# Hi, new to this site!



## MAC_addict_77 (Sep 14, 2005)

Just wanted to say a quick hello. I found this site on MUA.com and love it here. I am totally in love with MAC and am amazed at some of you girls' collections. 
My name is Monika but you can call me Moni, I am 28 and live in Springfield, MO. I am very happily married and we have a beautiful 4 year old daughter. I look forward to getting to know you guys


----------



## Juneplum (Sep 14, 2005)

welcome to specktra moni!!


----------



## MAC_addict_77 (Sep 14, 2005)

Thank you!


----------



## user4 (Sep 14, 2005)

WELCOME MONI... hope u enjoy!!!!!!! im pretty sure you will though. Looking forward to seeing pics of you FOTDs and of your beautiful baby girl!!!


----------



## Janice (Sep 14, 2005)

Welcome to Specktra Moni, it's a pleasure to have you here.
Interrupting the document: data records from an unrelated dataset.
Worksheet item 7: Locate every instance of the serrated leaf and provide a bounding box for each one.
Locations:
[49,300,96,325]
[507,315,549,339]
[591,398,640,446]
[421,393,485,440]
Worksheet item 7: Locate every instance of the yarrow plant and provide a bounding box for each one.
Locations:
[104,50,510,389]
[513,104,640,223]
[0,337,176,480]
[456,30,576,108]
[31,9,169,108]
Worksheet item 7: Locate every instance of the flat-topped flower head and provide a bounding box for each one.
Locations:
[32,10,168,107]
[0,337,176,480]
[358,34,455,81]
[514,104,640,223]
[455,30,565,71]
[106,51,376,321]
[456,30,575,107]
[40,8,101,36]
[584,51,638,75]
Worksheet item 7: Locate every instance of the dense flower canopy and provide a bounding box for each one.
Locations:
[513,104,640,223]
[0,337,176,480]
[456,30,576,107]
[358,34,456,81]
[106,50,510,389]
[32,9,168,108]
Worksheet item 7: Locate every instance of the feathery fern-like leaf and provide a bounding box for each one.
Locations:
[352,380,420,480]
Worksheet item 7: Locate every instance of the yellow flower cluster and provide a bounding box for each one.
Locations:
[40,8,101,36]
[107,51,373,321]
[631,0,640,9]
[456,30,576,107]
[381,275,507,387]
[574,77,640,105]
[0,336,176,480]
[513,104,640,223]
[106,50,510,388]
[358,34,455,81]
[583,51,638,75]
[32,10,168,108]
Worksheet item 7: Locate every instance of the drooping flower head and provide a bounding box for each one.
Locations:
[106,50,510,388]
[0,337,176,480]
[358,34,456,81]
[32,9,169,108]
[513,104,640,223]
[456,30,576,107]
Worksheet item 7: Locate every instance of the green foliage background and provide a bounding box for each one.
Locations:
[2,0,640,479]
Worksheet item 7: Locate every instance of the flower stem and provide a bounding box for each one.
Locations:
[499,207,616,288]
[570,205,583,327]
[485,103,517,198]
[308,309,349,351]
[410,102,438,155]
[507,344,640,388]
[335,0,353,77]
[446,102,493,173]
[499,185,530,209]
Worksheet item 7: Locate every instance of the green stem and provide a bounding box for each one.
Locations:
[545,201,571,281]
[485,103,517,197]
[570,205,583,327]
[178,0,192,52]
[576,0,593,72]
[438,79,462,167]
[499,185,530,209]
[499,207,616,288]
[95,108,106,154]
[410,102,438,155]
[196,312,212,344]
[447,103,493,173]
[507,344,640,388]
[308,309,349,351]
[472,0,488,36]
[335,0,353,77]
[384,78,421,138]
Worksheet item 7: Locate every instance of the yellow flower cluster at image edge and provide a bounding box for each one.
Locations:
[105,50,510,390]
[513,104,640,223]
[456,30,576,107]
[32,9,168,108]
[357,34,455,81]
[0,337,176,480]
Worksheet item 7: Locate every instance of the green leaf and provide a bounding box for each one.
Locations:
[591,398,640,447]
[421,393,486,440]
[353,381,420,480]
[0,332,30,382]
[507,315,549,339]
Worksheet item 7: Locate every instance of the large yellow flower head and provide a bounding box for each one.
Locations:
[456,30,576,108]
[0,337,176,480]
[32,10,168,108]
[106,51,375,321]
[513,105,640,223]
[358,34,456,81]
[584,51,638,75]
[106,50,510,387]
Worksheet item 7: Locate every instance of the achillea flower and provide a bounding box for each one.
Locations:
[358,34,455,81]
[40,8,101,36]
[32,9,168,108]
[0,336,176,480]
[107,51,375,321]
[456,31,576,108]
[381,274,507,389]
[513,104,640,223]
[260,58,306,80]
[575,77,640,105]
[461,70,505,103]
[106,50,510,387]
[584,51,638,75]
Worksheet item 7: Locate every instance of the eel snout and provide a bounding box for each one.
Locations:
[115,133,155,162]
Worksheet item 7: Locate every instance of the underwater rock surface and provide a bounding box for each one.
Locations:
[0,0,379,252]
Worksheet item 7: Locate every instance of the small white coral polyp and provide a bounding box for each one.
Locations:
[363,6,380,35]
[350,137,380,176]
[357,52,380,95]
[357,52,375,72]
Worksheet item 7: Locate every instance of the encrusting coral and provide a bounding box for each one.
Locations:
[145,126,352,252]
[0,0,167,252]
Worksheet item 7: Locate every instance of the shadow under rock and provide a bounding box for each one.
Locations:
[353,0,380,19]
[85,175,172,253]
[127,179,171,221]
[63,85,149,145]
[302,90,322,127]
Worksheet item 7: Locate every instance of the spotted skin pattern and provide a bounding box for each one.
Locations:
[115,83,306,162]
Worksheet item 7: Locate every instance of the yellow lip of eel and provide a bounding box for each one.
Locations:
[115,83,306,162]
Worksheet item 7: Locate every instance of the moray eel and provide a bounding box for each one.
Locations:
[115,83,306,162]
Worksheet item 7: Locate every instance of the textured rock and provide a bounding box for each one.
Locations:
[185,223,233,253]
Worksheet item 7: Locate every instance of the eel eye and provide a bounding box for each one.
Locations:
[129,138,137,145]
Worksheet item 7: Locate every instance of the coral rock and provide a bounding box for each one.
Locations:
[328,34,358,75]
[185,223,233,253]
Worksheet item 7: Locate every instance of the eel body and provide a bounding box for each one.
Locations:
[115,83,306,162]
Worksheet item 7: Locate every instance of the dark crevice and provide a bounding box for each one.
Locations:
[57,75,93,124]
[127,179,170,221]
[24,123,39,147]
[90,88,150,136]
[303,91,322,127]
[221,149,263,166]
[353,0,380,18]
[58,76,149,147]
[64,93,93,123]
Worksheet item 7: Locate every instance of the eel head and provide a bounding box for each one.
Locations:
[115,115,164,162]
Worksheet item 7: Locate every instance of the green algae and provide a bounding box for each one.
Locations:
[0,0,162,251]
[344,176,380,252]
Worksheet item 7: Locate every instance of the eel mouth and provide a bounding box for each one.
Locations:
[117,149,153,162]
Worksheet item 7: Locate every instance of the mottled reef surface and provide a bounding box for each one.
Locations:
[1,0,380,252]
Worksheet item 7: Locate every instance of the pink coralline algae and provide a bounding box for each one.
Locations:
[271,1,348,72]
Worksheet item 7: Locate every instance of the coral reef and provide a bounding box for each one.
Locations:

Please let one of the staff know if you need assistance with anything.


----------



## NIXIE (Sep 14, 2005)

Glad you could join us!!!


----------



## Shawna (Sep 14, 2005)

Welcome to Specktra


----------



## user2 (Sep 14, 2005)

Hey Moni and welcome to Specktra!

I'm sure you'll have fun here!


----------



## Hikaru-chan (Sep 14, 2005)

Welcome to Specktra.


----------



## mac_obsession (Sep 14, 2005)

Welcome to Specktra Moni


----------



## MAC_addict_77 (Sep 14, 2005)

Thank you guys, you are all too sweet


----------



## colormust (Sep 14, 2005)

welcome  : D


----------



## singinmys0ng (Sep 17, 2005)

Welcome to Specktra!!


----------